Anthony Albanese a remporté samedi une nette victoire électorale, devenant le premier Premier ministre australien en plus de deux décennies à obtenir un second mandat consécutif de trois ans. Son parti travailliste de centre-gauche semble même en voie de renforcer sa majorité à la Chambre des représentants, une performance rare pour un gouvernement sortant en Australie.
« Les Australiens ont choisi d’affronter les défis mondiaux à la manière australienne, en prenant soin les uns des autres tout en construisant l’avenir », a déclaré Albanese à ses partisans réunis à Sydney. Dans un discours aux accents nationalistes, il a souligné que son gouvernement n’avait pas cherché à imiter les politiques étrangères, notamment celles de l’ancien président américain Donald Trump : « Nous n’avons pas besoin d’emprunter ou de copier. Notre inspiration vient d’ici, de nos valeurs et de notre peuple. »
Face à lui, Peter Dutton, chef du Parti libéral conservateur, a reconnu sa défaite et même la perte de son propre siège parlementaire qu’il détenait depuis 24 ans. Sa campagne, marquée par des propositions de rigueur budgétaire et une défense du nucléaire civil, a échoué à convaincre, malgré un contexte économique tendu. Le Parti travailliste l’avait surnommé « DOGE-y Dutton », en référence à sa proximité supposée avec les méthodes trumpistes.

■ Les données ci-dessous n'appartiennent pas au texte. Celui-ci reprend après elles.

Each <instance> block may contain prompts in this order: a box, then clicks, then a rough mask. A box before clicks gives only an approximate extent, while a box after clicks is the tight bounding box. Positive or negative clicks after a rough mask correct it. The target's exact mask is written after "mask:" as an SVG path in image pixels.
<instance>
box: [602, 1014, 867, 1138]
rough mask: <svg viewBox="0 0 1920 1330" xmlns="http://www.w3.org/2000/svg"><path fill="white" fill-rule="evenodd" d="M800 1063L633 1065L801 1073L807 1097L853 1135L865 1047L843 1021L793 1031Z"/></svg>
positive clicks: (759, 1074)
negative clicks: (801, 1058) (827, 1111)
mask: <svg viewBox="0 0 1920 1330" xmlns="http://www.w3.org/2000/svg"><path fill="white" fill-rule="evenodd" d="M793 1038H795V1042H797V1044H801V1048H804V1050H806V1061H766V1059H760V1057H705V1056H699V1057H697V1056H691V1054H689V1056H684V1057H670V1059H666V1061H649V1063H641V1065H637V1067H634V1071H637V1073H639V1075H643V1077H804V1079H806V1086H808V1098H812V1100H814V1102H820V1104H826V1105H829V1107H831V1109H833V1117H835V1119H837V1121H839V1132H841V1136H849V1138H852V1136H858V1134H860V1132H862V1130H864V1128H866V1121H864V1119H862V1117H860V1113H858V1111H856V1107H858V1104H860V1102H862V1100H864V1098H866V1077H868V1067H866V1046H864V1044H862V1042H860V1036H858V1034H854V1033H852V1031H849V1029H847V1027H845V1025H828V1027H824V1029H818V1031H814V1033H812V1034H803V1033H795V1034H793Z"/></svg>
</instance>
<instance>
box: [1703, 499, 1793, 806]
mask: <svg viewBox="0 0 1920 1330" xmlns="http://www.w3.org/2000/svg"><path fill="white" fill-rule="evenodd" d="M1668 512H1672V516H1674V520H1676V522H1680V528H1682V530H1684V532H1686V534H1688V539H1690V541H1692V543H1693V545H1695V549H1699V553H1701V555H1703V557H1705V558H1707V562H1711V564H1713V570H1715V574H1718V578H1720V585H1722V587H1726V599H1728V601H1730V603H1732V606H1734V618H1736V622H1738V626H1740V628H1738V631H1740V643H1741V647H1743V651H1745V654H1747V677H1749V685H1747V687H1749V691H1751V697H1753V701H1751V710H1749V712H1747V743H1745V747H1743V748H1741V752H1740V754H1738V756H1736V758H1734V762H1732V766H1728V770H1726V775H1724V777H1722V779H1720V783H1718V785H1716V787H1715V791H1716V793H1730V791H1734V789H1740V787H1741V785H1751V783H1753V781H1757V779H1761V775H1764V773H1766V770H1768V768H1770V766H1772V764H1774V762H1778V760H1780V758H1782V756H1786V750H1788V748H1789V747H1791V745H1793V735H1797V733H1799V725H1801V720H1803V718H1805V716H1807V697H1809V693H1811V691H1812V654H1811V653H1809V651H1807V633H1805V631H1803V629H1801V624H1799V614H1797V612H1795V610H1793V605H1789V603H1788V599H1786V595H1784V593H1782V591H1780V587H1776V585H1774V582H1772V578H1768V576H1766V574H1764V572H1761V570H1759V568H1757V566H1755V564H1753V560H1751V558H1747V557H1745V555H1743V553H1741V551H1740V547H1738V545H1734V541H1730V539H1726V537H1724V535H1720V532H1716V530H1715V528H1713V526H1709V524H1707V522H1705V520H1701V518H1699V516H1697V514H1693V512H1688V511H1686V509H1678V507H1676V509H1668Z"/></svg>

La question du coût de la vie a dominé cette campagne électorale. Si les deux camps s’accordent sur l’existence d’une véritable crise, ils divergent sur les solutions. Le Parti libéral accuse le gouvernement d’avoir alimenté l’inflation par des dépenses excessives, et propose de supprimer plus d’un poste de fonctionnaire sur cinq pour réduire les dépenses publiques. Il soutient également que la relance du nucléaire permettrait de faire baisser les prix de l’électricité.
Le Parti travailliste, lui, défend une transition énergétique axée sur les renouvelables et dénonce les risques budgétaires liés au projet de Dutton de construire sept centrales nucléaires financées par l’État, alors que l’Australie ne possède actuellement aucune infrastructure de ce type.
Cette élection intervient dans un contexte social difficile : selon Foodbank Australia, 3,4 millions de foyers ont connu l’insécurité alimentaire en 2024. La banque centrale a abaissé son taux directeur à 4,1 % en février, signalant une accalmie sur le plan économique, et une nouvelle baisse est attendue fin mai pour stimuler l’investissement dans un climat mondial marqué par les incertitudes liées aux tarifs douaniers imposés par Donald Trump.
C’est aussi un scrutin marquant d’un point de vue démographique : pour la première fois, les électeurs de moins de 60 ans sont plus nombreux que les baby-boomers. Les deux partis ont tenté de séduire ces jeunes générations, notamment avec des mesures en faveur de l’accession à la propriété, devenue hors de portée pour une partie croissante de la population.
Avec ce second mandat, Anthony Albanese consolide son autorité sur un paysage politique australien en pleine mutation, et entend incarner une alternative stable et modérée face aux discours populistes émergents.